Trata-se de lutar contra um adversário; ora, quando dois homens lutam corpo a corpo, é o que tem músculos mais fortes que derruba o outro. Com um Espírito é preciso lutar, não corpo a corpo, mas Espírito a Espírito, e é ainda o mais forte que o domina; aqui a força está na autoridade que se pode tomar sobre o Espírito, e esta autoridade está subordinada à superioridade moral. A superioridade moral é como o Sol, que dissipa o nevoeiro pelo poder de seus raios. Esforçar-se por ser bom, tornar-se melhor se já se é bom, purificar-se de suas imperfeições, em poucas palavras, elevar-se moralmente o mais possível, tal é o meio de adquirir o poder de dominar os Espíritos inferiores para afastá-los. (O Livro dos Médiuns, nº 252 e 279)
Certas pessoas preferem, sem dúvida, uma receita mais fácil para afastar os maus Espíritos: algumas palavras a dizer ou alguns sinais afazer, por exemplo, o que seria mais cômodo do que se corrigir de seus defeitos.
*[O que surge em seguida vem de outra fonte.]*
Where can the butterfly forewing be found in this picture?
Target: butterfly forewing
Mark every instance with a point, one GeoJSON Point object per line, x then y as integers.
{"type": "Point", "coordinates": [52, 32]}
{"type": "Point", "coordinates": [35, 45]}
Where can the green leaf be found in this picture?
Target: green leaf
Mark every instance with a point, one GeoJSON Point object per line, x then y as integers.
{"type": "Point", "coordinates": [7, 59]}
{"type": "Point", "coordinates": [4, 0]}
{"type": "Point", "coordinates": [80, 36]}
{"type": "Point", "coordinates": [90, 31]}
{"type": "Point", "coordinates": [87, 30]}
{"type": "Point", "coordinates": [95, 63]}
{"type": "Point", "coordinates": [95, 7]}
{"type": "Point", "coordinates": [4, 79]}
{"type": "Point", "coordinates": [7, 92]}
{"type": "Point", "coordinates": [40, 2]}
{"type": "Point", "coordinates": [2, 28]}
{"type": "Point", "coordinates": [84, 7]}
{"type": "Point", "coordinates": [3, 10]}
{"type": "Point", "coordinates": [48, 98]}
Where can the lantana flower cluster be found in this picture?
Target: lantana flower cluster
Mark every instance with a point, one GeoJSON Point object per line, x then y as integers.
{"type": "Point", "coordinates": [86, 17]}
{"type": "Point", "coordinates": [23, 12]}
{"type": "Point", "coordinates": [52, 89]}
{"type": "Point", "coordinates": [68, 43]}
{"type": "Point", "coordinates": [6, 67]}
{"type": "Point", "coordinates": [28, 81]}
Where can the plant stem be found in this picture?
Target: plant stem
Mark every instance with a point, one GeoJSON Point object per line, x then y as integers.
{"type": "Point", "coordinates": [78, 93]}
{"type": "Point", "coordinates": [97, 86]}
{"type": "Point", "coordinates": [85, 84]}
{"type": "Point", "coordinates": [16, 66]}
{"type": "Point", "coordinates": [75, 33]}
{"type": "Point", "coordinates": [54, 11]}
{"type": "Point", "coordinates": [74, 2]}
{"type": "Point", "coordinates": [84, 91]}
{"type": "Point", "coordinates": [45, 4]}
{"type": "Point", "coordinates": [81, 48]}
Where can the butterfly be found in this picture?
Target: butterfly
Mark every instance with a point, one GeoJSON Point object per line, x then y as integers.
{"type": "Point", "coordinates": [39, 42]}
Não conhecemos nenhum outro procedimento mais eficaz para vencer um inimigo do que ser mais forte do que ele. É preciso, pois, se persuadir de que não há, para alcançar esse objetivo, nem palavras sacramentais, nem fórmulas, nem talismãs, nem quaisquer sinais materiais. Antes de esperar domar os maus Espíritos, é preciso domar a si mesmo. De todos os meios de adquirir a força para a isso chegar, o mais eficaz é a vontade secundada pela prece, a prece de coração, entenda-se, e não de palavras às quais a boca tem mais parte que o pensamento. É preciso chamarmos nosso anjo guardião e os bons Espíritos; para nos assistirem na luta; mas não basta lhes pedir para expulsarem os maus Espíritos, é preciso nos lembrarmos desta máxima: ajuda-te e o céu te ajudará; e pedir-lhes, sobretudo, a força que nos falta para vencer os maus pendores que são para nós piores que os maus Espíritos, porque são esses pendores que os atraem, como a corrupção atrai as aves de rapina. Pedindo também pelo Espírito obsessor é retribuir-lhe o bem para o mal, e se mostrar melhor que ele, o que já é uma superioridade. Com a perseverança acaba-se, o mais frequentemente, por levá-lo a melhores sentimentos, e de perseguidor dele fazer um devedor.

1 - KARDEC, Allan. Revista Espírita. Dezembro de 1862. Araras: IDE, 1993, p.p. 355-359.